Afako has worked in the fields of human rights, refugee law, criminal justice and transition issues in several countries. He is a part-time tribunal judge in the United Kingdom and he spent several years as a member of the UN Mediation Support Unit Standby Team.

Between 2006 and 2008, Afako was the Chief Legal Advisor to the Southern Sudanese mediation in the Juba Peace Talks between the Government of Uganda and the Lord’s Resistance Army. In that capacity, he developed and drafted the Final Peace Agreement, with particular responsibility for the Agreement on Reconciliation and Accountability. These were the first efforts where transitional justice issues were addressed in a context in which the International Criminal Court was already active. 

In 2009, he advised the African Union Panel on Darfur (AUPD), chaired by former South African president, Thabo Mbeki, and was responsible for drafting the justice recommendations of the AUPD’s report.  From 2010, he has been an adviser to the African Union High Level Implementation Panel on Sudan and South Sudan, which was responsible for facilitating negotiations between Sudan and South Sudan on secession issues and continues to work with both states on a range of issues.

Afako has provided advice to other peace processes on addressing the past. In Uganda, he has advised the Government and particularly the Amnesty Commission on issues of peacebuilding and reconciliation. 

He is the author of several publications on justice and peace issues. He is a regular commentator in the international media – including print, radio and television – on political and international justice developments in Africa. 

Thomas Carothers is the senior vice president for studies at the Carnegie Endowment for International Peace. In that capacity, he oversees all of the research programs at Carnegie.  He also co-directs the Democracy, Conflict, and Governance Program and carries out research and writing on democracy-related issues.

Carothers is a leading authority on international support for democracy, human rights, governance, the rule of law, and civil society. He has worked on democracy assistance projects for many organizations and carried out extensive field research on aid efforts around the world.

He is the author or editor of ten critically acclaimed books and many articles in prominent journals and newspapers, including most recently, Democracies Divided: The Global Challenge of Political Polarization (Brookings Press, 2019, co-edited with Andrew O’Donohue). He has been a visiting faculty member at the Central European University in Budapest, Nuffield College, Oxford University, and Johns Hopkins SAIS.

Prior to joining the Endowment, Carothers practised international and financial law at Arnold & Porter and served as an attorney-adviser in the office of the legal adviser of the U.S. Department of State.

Noha El-Mikawy is Professor of Practice in the Public Policy and Administration Department, and Dean of the School of Global Affairs and Public Policy at The American University in Cairo (AUC). She has a bachelor’s degree in political science from AUC, and holds a master’s degree in comparative politics and international relations and a PhD in comparative politics from the University of California, Los Angeles (UCLA).

Previously, El-Mikawy served as the regional director of the Ford Foundation for the Middle East and North Africa.

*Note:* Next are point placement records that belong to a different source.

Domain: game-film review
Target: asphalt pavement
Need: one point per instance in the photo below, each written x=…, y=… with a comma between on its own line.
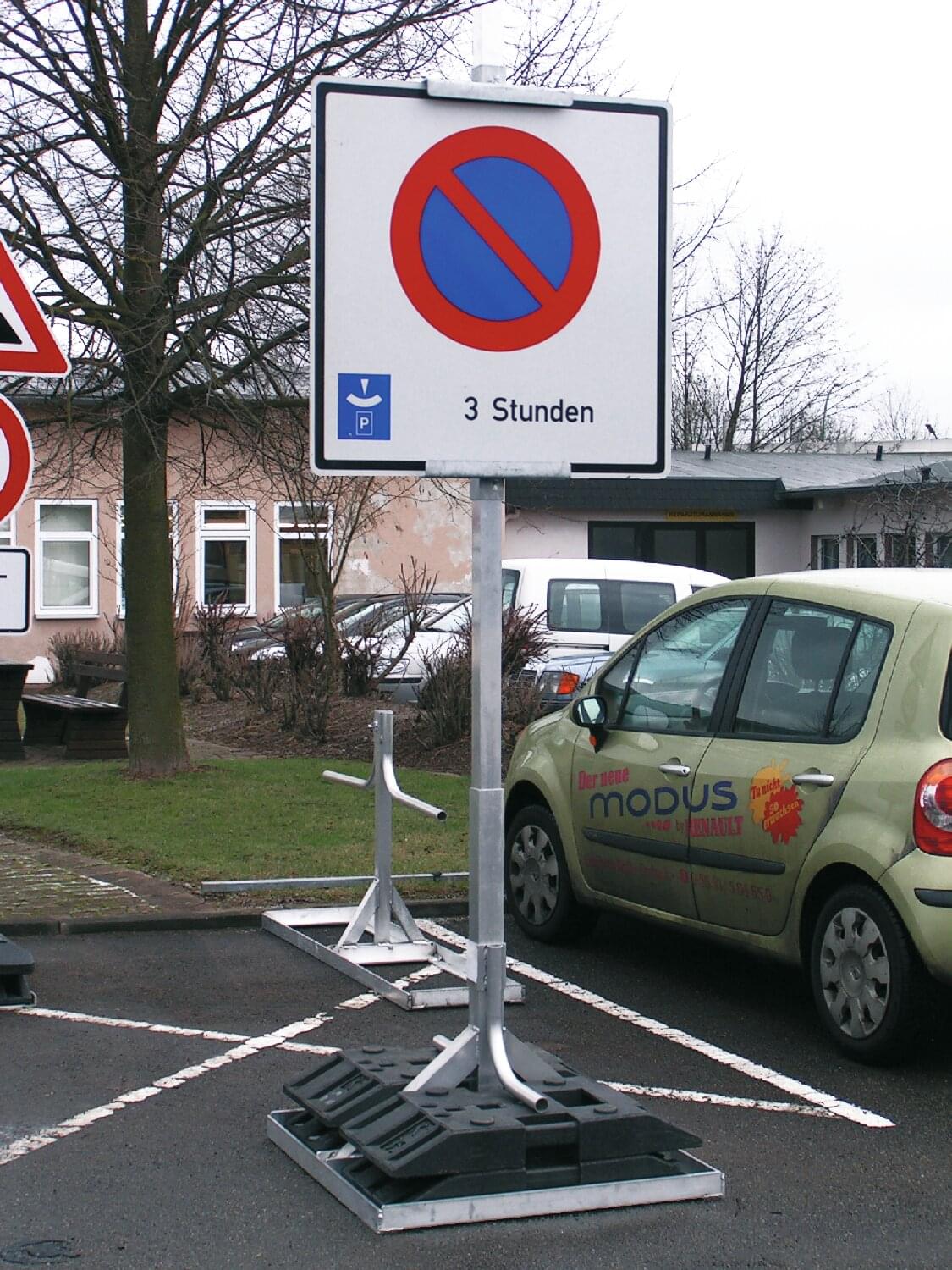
x=134, y=1102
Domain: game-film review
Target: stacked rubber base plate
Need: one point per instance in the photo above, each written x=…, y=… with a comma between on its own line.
x=443, y=1156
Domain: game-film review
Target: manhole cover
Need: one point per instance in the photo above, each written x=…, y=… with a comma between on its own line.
x=38, y=1252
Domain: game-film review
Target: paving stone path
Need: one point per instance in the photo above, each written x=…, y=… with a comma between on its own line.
x=43, y=881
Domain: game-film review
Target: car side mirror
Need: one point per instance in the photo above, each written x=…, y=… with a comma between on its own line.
x=589, y=713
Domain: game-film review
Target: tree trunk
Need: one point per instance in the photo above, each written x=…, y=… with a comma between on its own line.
x=157, y=736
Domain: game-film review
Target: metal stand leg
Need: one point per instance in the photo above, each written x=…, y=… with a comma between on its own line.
x=395, y=936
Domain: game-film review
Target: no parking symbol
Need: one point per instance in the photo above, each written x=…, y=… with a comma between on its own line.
x=495, y=239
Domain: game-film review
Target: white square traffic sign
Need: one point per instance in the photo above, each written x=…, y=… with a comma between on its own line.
x=14, y=591
x=492, y=284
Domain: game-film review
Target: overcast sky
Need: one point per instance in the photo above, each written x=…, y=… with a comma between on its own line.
x=837, y=119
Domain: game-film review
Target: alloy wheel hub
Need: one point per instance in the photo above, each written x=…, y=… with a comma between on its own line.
x=855, y=972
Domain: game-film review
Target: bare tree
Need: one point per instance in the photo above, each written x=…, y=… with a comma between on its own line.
x=900, y=417
x=155, y=155
x=768, y=368
x=911, y=515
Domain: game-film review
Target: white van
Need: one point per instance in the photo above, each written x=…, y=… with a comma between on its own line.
x=597, y=604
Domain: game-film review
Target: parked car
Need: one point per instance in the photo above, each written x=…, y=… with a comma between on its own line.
x=588, y=607
x=769, y=765
x=597, y=604
x=249, y=639
x=381, y=619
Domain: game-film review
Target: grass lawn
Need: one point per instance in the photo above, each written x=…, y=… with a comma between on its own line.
x=236, y=818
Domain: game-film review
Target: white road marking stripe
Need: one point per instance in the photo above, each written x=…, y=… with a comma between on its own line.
x=136, y=1024
x=721, y=1100
x=74, y=1124
x=246, y=1046
x=736, y=1062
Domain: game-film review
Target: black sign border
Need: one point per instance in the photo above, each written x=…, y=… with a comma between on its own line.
x=324, y=465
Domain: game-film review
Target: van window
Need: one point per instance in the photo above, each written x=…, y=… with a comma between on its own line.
x=609, y=606
x=510, y=584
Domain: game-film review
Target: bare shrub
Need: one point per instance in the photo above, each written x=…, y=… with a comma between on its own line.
x=446, y=698
x=261, y=681
x=216, y=625
x=70, y=649
x=309, y=677
x=188, y=660
x=368, y=654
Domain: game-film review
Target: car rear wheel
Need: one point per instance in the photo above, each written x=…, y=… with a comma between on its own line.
x=865, y=975
x=537, y=884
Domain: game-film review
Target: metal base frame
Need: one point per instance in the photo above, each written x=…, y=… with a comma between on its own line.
x=692, y=1179
x=406, y=947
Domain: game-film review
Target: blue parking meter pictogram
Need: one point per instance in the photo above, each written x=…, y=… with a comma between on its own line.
x=363, y=406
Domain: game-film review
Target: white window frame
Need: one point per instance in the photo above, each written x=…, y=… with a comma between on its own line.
x=823, y=541
x=309, y=531
x=91, y=536
x=221, y=533
x=121, y=550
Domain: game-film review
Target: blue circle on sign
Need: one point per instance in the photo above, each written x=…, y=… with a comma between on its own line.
x=462, y=266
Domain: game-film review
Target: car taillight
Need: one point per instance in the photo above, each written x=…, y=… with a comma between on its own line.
x=568, y=683
x=932, y=814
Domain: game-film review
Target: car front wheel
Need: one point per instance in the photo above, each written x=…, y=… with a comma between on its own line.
x=537, y=884
x=865, y=975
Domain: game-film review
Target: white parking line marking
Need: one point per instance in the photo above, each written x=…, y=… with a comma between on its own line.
x=720, y=1100
x=76, y=1123
x=246, y=1046
x=136, y=1024
x=736, y=1062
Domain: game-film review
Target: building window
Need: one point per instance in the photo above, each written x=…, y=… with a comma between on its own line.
x=726, y=549
x=66, y=550
x=121, y=553
x=302, y=543
x=900, y=550
x=867, y=555
x=942, y=551
x=829, y=553
x=226, y=554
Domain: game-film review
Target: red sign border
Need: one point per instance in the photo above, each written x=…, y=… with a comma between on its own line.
x=46, y=360
x=20, y=451
x=419, y=183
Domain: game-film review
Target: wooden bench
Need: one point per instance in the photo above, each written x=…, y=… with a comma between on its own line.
x=89, y=729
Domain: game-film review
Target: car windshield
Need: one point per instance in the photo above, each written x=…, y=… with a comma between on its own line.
x=380, y=615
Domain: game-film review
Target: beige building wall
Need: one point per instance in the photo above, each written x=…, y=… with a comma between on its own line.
x=74, y=515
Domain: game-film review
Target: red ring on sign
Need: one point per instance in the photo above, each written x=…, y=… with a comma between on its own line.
x=426, y=175
x=20, y=459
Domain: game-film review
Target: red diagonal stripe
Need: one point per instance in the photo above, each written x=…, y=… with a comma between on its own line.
x=497, y=239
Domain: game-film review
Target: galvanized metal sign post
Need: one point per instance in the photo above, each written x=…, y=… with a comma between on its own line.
x=492, y=279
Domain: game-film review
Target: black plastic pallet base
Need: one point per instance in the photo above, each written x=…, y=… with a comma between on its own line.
x=588, y=1130
x=386, y=1204
x=15, y=964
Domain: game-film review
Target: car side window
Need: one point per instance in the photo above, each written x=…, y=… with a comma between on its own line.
x=614, y=685
x=860, y=678
x=804, y=655
x=680, y=668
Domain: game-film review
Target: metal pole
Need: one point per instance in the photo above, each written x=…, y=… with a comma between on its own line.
x=383, y=827
x=487, y=790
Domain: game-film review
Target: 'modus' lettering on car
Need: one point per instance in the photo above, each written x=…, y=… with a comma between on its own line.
x=664, y=800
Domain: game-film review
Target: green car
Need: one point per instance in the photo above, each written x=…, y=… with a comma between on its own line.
x=768, y=764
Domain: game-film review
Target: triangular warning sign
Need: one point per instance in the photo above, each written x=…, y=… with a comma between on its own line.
x=27, y=343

Her tenure at Ford helped create university partnerships between the region and North and Central America, the UK, India, and South Africa, as well as helped provide institutional support to various universities and think tanks in the Arab region, including AUB, AUC, Cairo University and the Arab Council for Social Sciences. She previously worked with UNDP’s Bureau of Development Policy and Regional Bureau of Arab States as the regional policy advisor, providing technical advice on governance programs of UNDP offices across the Arab region. In addition to being a policy practitioner, El-Mikawy’s academic background includes research development and management at the Center for Development Research at the University of Bonn, Germany, as well as teaching at UCLA, AUC, the Free University of Berlin and the University of Elangen. She has published two books on Egypt with AUC press and several articles and book chapters on governance and institutional reform in Egypt and the Arab region, including with Oxford and Cambridge University Press.

Mark Freeman is the Founder and Executive Director of the Institute for Integrated Transitions (IFIT), a non-governmental organisation that recently celebrated its tenth anniversary as a global peacebuilding innovator. 

A leading expert in political transitions and high-level peace negotiations with more than 30 years of experience, Mr Freeman is regularly consulted for advice on crisis management and conflict resolution. He has worked in countries including Ukraine, Venezuela, Colombia, Afghanistan, Bolivia, Bosnia, Burundi, DRC, The Gambia, El Salvador, Kenya, Mauritania, Morocco, Nepal, Serbia, Sri Lanka, Syria, Tunisia, Turkey, and Zimbabwe. 

Prior to founding IFIT, Mr. Freeman was Chief of External Relations and a member of the Senior Management Team at the International Crisis Group, a leading global conflict prevention organisation. He also helped launch the International Center for Transitional Justice and served as its first Director of International Affairs. Earlier in his career he worked at the UN Office of the High Commissioner for Human Rights in New York and as a corporate lawyer in Toronto.

A widely recognised thought leader in international law and human rights, Mr. Freeman is the co-author of Negotiating Transitional Justice (Cambridge, 2020), which draws upon his years as an adviser inside the Colombian peace talks in Havana. He is also the author of Necessary Evils: Amnesties and the Search for Justice (Cambridge, 2010) and Truth Commissions and Procedural Fairness (Cambridge, 2006), and the co-author of International Human Rights Law: Essentials of Canadian Law (Irwin Law, 2004).

Mr. Freeman holds a Bachelor of Arts from McGill University, a Juris Doctor from the University of Ottawa Faculty of Law, and a Master of Laws from Columbia Law School where he was a Human Rights Fellow and James Kent Scholar. He has been a Lecturer-in-Law at KU Leuven and the University of Ottawa, and a Visiting Professor at Queen’s University Faculty of Law.

Mr. Freeman is a member of the International Panel of Experts of the International Commission on Missing Persons and an Advisor to the Schmidt Futures International Strategy Forum. A Canadian and Belgian citizen, Mr. Freeman speaks English, French, Spanish, Italian and Catalan.

Martha Maya is a Senior Associate and Head of Latin America Projects at the Institute for Integrated Transitions.

Martha holds LL.M and MSc (Economics) degrees from the University of Bologna, and undergraduate and postgraduate degrees in public law, public management, policy and institutions from the Universidad de Los Andes. She specialises in political participation and citizenship, constitutional law, and international law.

During the past ten years, Martha has worked extensively in different areas of public policy. Among other things, she supported the peace process between the Government of Colombia and the FARC, including as chief of staff of the Minister of the Interior and subsequently as chief of staff of the High Commissioner for Peace, where she served as the official liaison in Havana on the issue of political participation. She has also worked with different international organisations, including the International Organization for Migration.